La reconnaissance par la confiance et la sincérité
Mais comme le souligne Inès, salariée dans l’hôtellerie, “prendre soin de son équipe, c’est aussi lui demander son avis. Ensemble, on est plus fort !” Être considéré, suppose donc de partager des objectifs communs, ce qui conduit immanquablement à créer la bonne ambiance de travail attendue par les salariés. “Je me moque de devoir travailler 80 heures par semaine, mais je veux savoir : pourquoi ?”, illustre Paul, cuisinier. Ce qu’on attend, c’est donc aussi de la sincérité. “Jouer la transparence afin de présenter de manière claire la vision qui doit animer tous les collaborateurs”, encourage ce travailleur en salle. “Il faut mettre toutes les cartes sur la table. Partager son idée ou ses idées de croissance, ou d’amélioration...”, renchérit Xavier, qui lui travaille en salle.

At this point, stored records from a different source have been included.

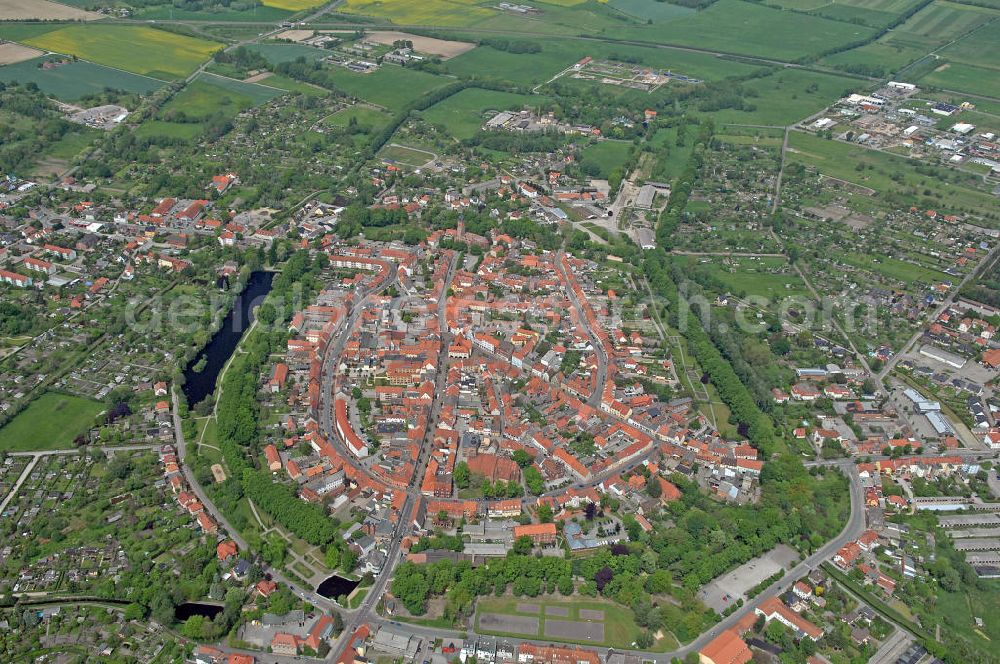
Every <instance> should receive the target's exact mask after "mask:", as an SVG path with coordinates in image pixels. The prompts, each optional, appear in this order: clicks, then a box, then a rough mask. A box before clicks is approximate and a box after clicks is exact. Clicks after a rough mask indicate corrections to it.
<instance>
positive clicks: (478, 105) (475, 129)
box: [422, 88, 546, 140]
mask: <svg viewBox="0 0 1000 664" xmlns="http://www.w3.org/2000/svg"><path fill="white" fill-rule="evenodd" d="M545 101H546V100H545V98H544V97H535V96H530V97H529V96H527V95H519V94H512V93H510V92H498V91H495V90H483V89H480V88H467V89H465V90H462V91H461V92H459V93H458V94H456V95H452V96H451V97H448V98H447V99H445V100H444V101H441V102H438V103H437V104H435V105H434V106H431V107H430V108H429V109H427V110H426V111H424V112H423V114H422V115H423V118H424V120H426V121H427V122H430V123H431V124H434V125H441V126H442V127H443V128H444V130H445V131H446V132H447V133H449V134H451V135H452V136H453V137H455V138H457V139H459V140H462V139H466V138H471V137H472V136H474V135H475V134H476V132H478V131H479V129H480V127H482V125H483V123H484V122H485V120H486V118H484V117H483V114H484V113H485V112H486V111H490V110H493V111H511V110H521V108H523V107H524V106H525V105H526V104H535V105H538V104H542V103H545Z"/></svg>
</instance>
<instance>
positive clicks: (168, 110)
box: [136, 74, 285, 141]
mask: <svg viewBox="0 0 1000 664" xmlns="http://www.w3.org/2000/svg"><path fill="white" fill-rule="evenodd" d="M283 94H285V92H284V90H279V89H277V88H270V87H265V86H263V85H257V84H255V83H245V82H243V81H237V80H235V79H231V78H225V77H223V76H216V75H214V74H201V75H200V76H199V77H198V78H196V79H195V80H194V81H192V82H191V83H190V85H188V86H187V87H185V88H184V89H183V90H181V91H180V92H178V93H177V94H176V95H174V96H173V97H172V98H171V99H170V101H168V102H167V103H166V104H164V106H163V108H161V109H160V112H159V114H158V115H157V116H156V118H154V119H152V120H147V121H146V122H144V123H143V124H141V125H140V126H139V128H138V129H137V130H136V135H137V136H140V137H143V138H166V139H178V140H184V141H191V140H194V139H196V138H198V137H199V136H201V134H202V133H203V132H204V131H205V129H206V128H207V127H208V125H209V124H210V123H214V122H216V121H217V119H218V118H226V119H232V118H234V117H236V115H238V114H239V113H240V112H241V111H245V110H246V109H248V108H251V107H253V106H258V105H260V104H263V103H266V102H268V101H270V100H271V99H274V98H275V97H279V96H281V95H283Z"/></svg>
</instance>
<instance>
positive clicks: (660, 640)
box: [475, 597, 677, 650]
mask: <svg viewBox="0 0 1000 664" xmlns="http://www.w3.org/2000/svg"><path fill="white" fill-rule="evenodd" d="M519 604H537V605H539V606H540V607H541V609H540V611H539V612H538V613H530V612H522V611H519V610H518V605H519ZM545 607H558V608H562V609H567V610H568V614H569V615H567V616H555V615H549V616H546V614H545ZM580 609H590V610H596V611H603V612H604V641H601V642H596V641H583V642H580V643H585V644H586V645H590V646H607V647H612V648H631V647H633V646H632V643H633V642H634V641H635V640H636V638H638V636H639V635H640V634H641V632H642V630H641V629H640V628H639V626H638V625H636V624H635V618H634V616H633V614H632V610H631V609H629V608H627V607H624V606H621V605H619V604H615V603H613V602H608V601H604V600H600V599H583V598H580V597H573V598H568V599H554V598H545V599H532V598H530V597H502V598H496V597H481V598H479V599H478V600H477V601H476V623H475V625H476V632H478V633H480V634H495V635H497V636H513V637H518V636H520V637H524V636H528V638H532V636H531V635H524V634H509V635H508V634H505V633H503V632H491V631H489V630H488V629H485V628H483V627H482V626H481V625H480V622H479V621H480V618H481V616H482V614H483V613H498V614H503V615H512V616H530V617H532V618H538V633H537V634H536V635H535V637H536V638H540V639H544V640H546V641H554V642H562V643H576V642H574V641H568V640H566V639H559V638H553V637H551V636H546V635H545V620H546V617H547V618H548V619H550V620H578V619H580V613H579V611H580ZM676 645H677V642H676V640H675V639H674V638H673V636H672V635H668V636H666V637H665V638H663V639H661V640H660V641H659V642H658V643H657V644H656V645H655V646H654V648H655V649H657V650H667V649H670V648H673V647H676Z"/></svg>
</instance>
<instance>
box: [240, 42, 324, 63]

Bref, comme le relève ce professionnel de la salle, l’embauche relève aujourd’hui plus qu’hier de “l’engagement réciproque”, pour un objectif commun. “Certes les employés sont là pour effectuer une tâche, mais je pense que l’employeur doit être en mesure d’accompagner ses collaborateurs dans les moments difficiles.” Ainsi, et c’est un changement de paradigme important par rapport au siècle précédent, les salariés attendent de leur patron qu’il “prouve sa légitimité auprès du staff, en déployant les moyens nécessaires à la bonne réalisation du travail”. Et ce, “sans tirer la couverture à soi, en privilégiant plutôt la mise en avant de ses équipes.”
La reconnaissance par l’évolution professionnelle
Enfin, et bien que la Génération Z soit réputée moins carriériste que les précédentes, l’évolution professionnelle reste une motivation ; elle aussi facilement assimilée à une forme de reconnaissance.
Là encore, l’honnêteté de l’employeur est plébiscitée. “Il faut être transparent sur la politique de plan de carrière. Beaucoup trop d’établissements se permettent de jouer la fausse ignorance lorsqu’on leur demande les possibilités d’évolution, de salaires de primes, etc.”, souligne cet employé d’hôtel. Un professionnel de la salle demande lui de coucher par écrit “les plans de formation et les bilans d’évolution et d’acquisition de compétences”.
Ces éléments permettent de “créer un cadre de travail positif et évolutif”, comme le souhaite Vanessa, elle aussi dans l’hôtellerie. Un cadre censé démontrer la confiance du manager envers ses employés. Et générer de la motivation, comme en témoigne ce cuisinier expérimenté : “Faire 60 heures par semaine dans une bonne équipe et une entreprise saine, ce sera toujours mieux que 39-42 heures dans un cadre anxiogène.”